La fiscalité ne fait pas l'objet des accords bilatéraux avec l'Union européenne. La législation fiscale suisse a été volontairement maintenue. Par conséquent, en matière d'impôts et notamment en matière d'impôt anticipé, le fait qu'un organe n'ait pas de domicile en Suisse entraînerait des pertes de recettes fiscales sensibles. De plus, les liquidations de fait de sociétés risqueraient ainsi d'augmenter.

L'absence d'organes formels domiciliés en Suisse pourrait entraîner des difficultés pratiques lors de l'encaissement des impôts courants auprès des sociétés. En effet, les dispositions du droit des poursuites prévoient que les actes de poursuite doivent en principe être notifiés à un membre de l'administration. En pratique, il est effectivement fréquent que les offices de poursuite retournent les actes de poursuite qui ne mentionnent pas le nom d'un organe domicilié en Suisse.
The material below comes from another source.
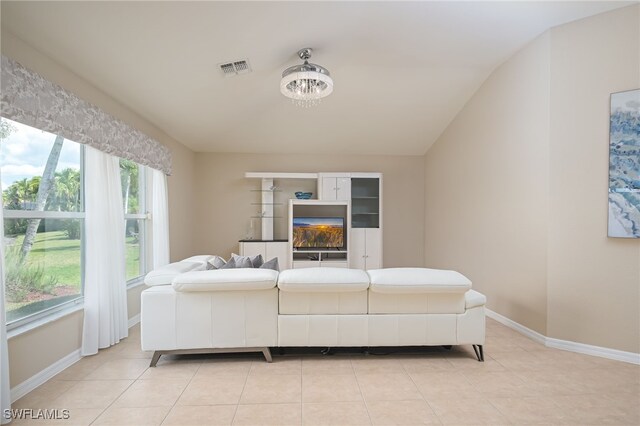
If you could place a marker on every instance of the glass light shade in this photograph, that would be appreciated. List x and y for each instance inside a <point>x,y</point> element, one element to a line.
<point>306,84</point>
Autre conséquence au-delà des conséquences fiscales: la suppression de l'obligation de domicile des organes aurait aussi des répercussions en matière de droit pénal administratif. Il ne serait notamment plus possible de faire appliquer la responsabilité solidaire. Les créances d'impôt devraient donc être abandonnées ou déclarées irrécouvrables. De plus, il serait pratiquement impossible d'engager des [PAGE 103] poursuites pénales contre les personnes domiciliées à l'étranger responsables de la société, en cas de mise en péril et de soustraction d'impôt. En cas d'infractions commises dans une entreprise, le droit pénal administratif ne permet des poursuites pénales que contre des personnes physiques qui ont commis l'infraction. Or, l'absence d'organes domiciliés en Suisse aurait pour conséquence qu'il serait pratiquement impossible de sanctionner pénalement les sociétés qui commettent des soustractions d'impôt. Ce constat n'est pas seulement applicable aux obligations fiscales. Cela pourrait aussi inciter des sociétés douteuses à s'implanter en Suisse, ce qui serait donc de nature à mettre en jeu la réputation de notre pays.

Il y aurait encore des conséquences en matière d'assurances sociales en cas de poursuite des organes pour les dommages causés en cas de violation de leur obligation en matière d'assurances sociales, en particulier en application de l'article 52 LAVS.

Les organes prennent les décisions essentielles de la société et certaines attributions leur sont inaliénables. Le rôle de l'organe ne se limite donc pas uniquement à la représentation de la société. L'organe n'est pas simplement actif quelques jours par année. Il fait partie de la société, exprime sa volonté, joue un rôle essentiel dans la vie de la société et assume une responsabilité importante de fait.

En conclusion, la suppression de l'obligation de domicile d'au moins un organe, telle que proposée par Monsieur Imfeld, permettrait en pratique à l'organe et aux entreprises d'échapper à leurs responsabilités légale, économique et sociale.

Je vous demande donc, au nom du groupe socialiste, de rejeter massivement les propositions de la minorité Imfeld.